Today in History – January 17

1377 – The Papal See was transferred from Avignon in France back to Rome.

1562 – French Protestants were recognized under the Edict of St. Germain.

1773 – Captain Cook’s Resolution became the first ship to cross the Antarctic Circle.

1795 – The Dudingston Curling Society was organized in Edinburgh, Scotland.

1806 – James Madison Randolph, grandson of U.S. President Thomas Jefferson, was the first child born in the White House.

1852 – The independence of the Transvaal Boers was recognized by Britain.

1871 – Andrew S. Hallidie received a patent for a cable car system.

1882 – Thomas Edison’s exhibit opened the Crystal Palace Exhibition in London.

1893 – The Kingdom of Hawaii’s monarchy was overthrown when a group of businessmen and sugar planters forced Queen Liliuokalani to abdicate.

1900 – The U.S. took Wake Island where there was in important cable link between Hawaii and Manila.

1900 – Yaqui Indians in Texas proclaimed their independence from Mexico.

1900 – Mormon Brigham Roberts was denied a seat in the U.S. House of Representatives for his practicing of polygamy.

1905 – Punchboards were patented by a manufacturing firm in Chicago, IL.

1912 – English explorer Robert Falcon Scott reached the South Pole. Norwegian Roald Amundsen had beaten him there by one month. Scott and his party died during the return trip.

1913 – All partner interests in 36 Golden Rule Stores were consolidated and incorporated in Utah into one company. The new corporation was the J.C. Penney Company.

1916 – The Professional Golfers Association was formed in New York City.

1928 – The fully automatic, film-developing machine was patented by A.M. Josepho.

1934 – Ferdinand Porsche submitted a design for a people’s car, a “Volkswagen,” to the new German Reich government.

1938 – “Stepmother” debuted on CBS radio.

1945 – Soviet and Polish forces liberated Warsaw during World War II.

1945 – Swedish diplomat Raoul Wallenberg disappeared in Hungary while in Soviet custody. Wallenberg was credited with saving tens of thousands of Jews.

1946 – The United Nations Security Council held its first meeting.

1949 – “The Goldbergs” debuted on CBS-TV. The program had been on radio since 1931. The TV version lasted for four years.

1959 – Senegal and the French Sudan joined to form the Federal State of Mali.

1961 – In his farewell address, U.S. President Eisenhower warned against the rise of “the military-industrial complex.”

1966 – A B-52 carrying four H-bombs collided with a refuelling tanker. The bombs were released and eight crewmembers were killed.

1977 – Double murderer Gary Gilmore became the first to be executed in the U.S. in a decade.

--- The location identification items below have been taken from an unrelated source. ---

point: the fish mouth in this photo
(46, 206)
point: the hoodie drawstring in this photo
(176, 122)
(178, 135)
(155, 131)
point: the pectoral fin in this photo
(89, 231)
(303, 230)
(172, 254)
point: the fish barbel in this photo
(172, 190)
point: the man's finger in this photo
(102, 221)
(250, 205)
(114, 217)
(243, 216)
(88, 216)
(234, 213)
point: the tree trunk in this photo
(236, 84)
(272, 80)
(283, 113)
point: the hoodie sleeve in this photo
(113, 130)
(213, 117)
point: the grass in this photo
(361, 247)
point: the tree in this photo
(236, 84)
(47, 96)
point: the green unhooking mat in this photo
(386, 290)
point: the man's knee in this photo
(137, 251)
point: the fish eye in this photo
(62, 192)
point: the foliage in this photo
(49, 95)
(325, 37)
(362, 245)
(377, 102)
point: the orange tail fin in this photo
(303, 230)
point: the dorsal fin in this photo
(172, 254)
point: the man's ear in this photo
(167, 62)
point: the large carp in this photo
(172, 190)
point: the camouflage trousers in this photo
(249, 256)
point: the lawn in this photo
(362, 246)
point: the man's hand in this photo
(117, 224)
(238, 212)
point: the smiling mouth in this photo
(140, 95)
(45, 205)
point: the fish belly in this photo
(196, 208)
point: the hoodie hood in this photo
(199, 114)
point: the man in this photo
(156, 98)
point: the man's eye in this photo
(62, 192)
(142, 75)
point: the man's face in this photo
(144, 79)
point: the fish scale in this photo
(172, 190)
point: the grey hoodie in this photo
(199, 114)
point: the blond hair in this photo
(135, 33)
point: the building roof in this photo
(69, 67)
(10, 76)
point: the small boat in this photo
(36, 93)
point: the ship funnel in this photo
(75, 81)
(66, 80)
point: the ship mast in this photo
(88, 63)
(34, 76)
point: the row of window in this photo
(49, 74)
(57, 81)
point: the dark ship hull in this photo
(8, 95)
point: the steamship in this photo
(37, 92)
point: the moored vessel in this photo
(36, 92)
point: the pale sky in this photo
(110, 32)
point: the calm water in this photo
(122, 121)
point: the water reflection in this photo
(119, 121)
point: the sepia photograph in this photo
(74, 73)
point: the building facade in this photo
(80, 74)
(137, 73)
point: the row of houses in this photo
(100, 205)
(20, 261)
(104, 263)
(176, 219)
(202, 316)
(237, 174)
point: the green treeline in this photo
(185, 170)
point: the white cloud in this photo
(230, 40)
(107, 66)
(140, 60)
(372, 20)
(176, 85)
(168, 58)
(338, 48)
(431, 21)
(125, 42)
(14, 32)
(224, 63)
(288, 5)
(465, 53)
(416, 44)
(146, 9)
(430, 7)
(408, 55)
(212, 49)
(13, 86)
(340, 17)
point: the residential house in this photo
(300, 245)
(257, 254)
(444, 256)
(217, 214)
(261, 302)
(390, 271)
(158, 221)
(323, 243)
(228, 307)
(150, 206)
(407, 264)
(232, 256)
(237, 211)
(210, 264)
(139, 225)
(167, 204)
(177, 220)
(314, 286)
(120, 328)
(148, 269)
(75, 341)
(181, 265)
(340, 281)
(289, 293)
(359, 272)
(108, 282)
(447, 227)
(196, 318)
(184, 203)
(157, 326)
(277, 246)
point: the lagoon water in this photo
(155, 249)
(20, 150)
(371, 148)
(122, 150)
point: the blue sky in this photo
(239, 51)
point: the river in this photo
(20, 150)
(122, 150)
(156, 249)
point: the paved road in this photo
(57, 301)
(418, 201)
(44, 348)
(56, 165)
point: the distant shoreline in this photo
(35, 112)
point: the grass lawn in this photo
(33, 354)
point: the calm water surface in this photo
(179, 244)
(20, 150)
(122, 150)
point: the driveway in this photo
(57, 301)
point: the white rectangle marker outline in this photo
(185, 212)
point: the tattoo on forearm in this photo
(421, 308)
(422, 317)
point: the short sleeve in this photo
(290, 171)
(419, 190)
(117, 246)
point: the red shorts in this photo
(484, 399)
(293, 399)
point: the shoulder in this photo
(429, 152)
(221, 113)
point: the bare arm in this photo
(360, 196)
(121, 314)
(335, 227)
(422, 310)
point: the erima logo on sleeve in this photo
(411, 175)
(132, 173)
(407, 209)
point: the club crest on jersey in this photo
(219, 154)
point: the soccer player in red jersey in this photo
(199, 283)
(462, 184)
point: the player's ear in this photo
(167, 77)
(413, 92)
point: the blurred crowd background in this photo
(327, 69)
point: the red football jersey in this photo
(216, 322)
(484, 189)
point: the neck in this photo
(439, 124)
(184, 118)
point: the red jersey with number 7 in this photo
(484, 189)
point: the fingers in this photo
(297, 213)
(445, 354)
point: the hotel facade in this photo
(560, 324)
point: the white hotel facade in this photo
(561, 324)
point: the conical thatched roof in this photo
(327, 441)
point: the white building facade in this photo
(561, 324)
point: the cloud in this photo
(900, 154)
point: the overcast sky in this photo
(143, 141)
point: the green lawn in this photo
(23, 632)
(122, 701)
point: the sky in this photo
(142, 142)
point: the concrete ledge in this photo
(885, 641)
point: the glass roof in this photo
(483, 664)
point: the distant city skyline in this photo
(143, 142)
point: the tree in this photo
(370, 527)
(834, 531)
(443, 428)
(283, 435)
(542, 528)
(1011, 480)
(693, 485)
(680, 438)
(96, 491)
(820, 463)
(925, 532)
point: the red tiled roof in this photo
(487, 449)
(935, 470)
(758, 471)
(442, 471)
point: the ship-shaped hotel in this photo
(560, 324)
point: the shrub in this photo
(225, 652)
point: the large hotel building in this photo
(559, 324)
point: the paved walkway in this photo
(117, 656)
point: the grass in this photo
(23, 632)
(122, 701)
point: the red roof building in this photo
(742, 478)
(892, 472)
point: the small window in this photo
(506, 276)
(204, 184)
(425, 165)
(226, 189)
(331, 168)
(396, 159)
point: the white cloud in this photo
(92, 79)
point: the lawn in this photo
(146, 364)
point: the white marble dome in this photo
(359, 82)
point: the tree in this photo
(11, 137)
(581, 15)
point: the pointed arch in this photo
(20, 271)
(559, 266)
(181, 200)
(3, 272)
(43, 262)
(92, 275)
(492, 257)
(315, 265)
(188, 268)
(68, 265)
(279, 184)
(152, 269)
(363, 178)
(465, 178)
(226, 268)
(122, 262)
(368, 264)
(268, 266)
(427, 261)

The firing squad took place at Utah State Prison.

1985 – Leonard Nimoy got a star on the Hollywood Walk of Fame.

1991 – Coalition airstrikes began against Iraq after negotiations failed to get Iraq to retreat from the country of Kuwait.

1992 – An IRA bomb, placed next to a remote country road in County Tyrone, Northern Ireland, killed seven building workers and injured seven others.

1994 – The Northridge earthquake rocked Los Angeles, CA, registering a 6.7 on the Richter Scale. At least 61 people were killed and about $20 billion in damage was caused.

1995 – More than 6,000 people were killed when an earthquake with a magnitude of 7.2 devastated the city of Kobe, Japan.

1997 – A court in Ireland granted the first divorce in the Roman Catholic country’s history.

1997 – Israel gave over 80% of Hebron to Palestinian rule, but held the remainder where several hundred Jewish settlers lived among 20,000 Palestinians.

1998 – U.S. President Clinton gave his deposition in the Paula Jones sexual harassment lawsuit against him. He was the first U.S. President to testify as a defendant in a criminal or civil lawsuit.

2000 – British pharmaceutical companies Glaxo Wellcome PLC and SmithKline Beecham PLC agreed to a merger that created the world’s largest drugmaker.

2001 – Congo’s President Laurent Kabila was shot and killed during a coup attempt. Congolese officials temporarily placed Kabila’s son in charge of the government.

2001 – The director of Palestinian TV, Hisham Miki, was killed at a restaurant when three masked gunmen walked up to his table and shot him more than 10 times.

2002 – It was announced that Microsoft had signed a joint venture agreement to produce software with two partners in China. The two partners were Beijin Centergate Technologies (Holding) Co. and the Stone Group.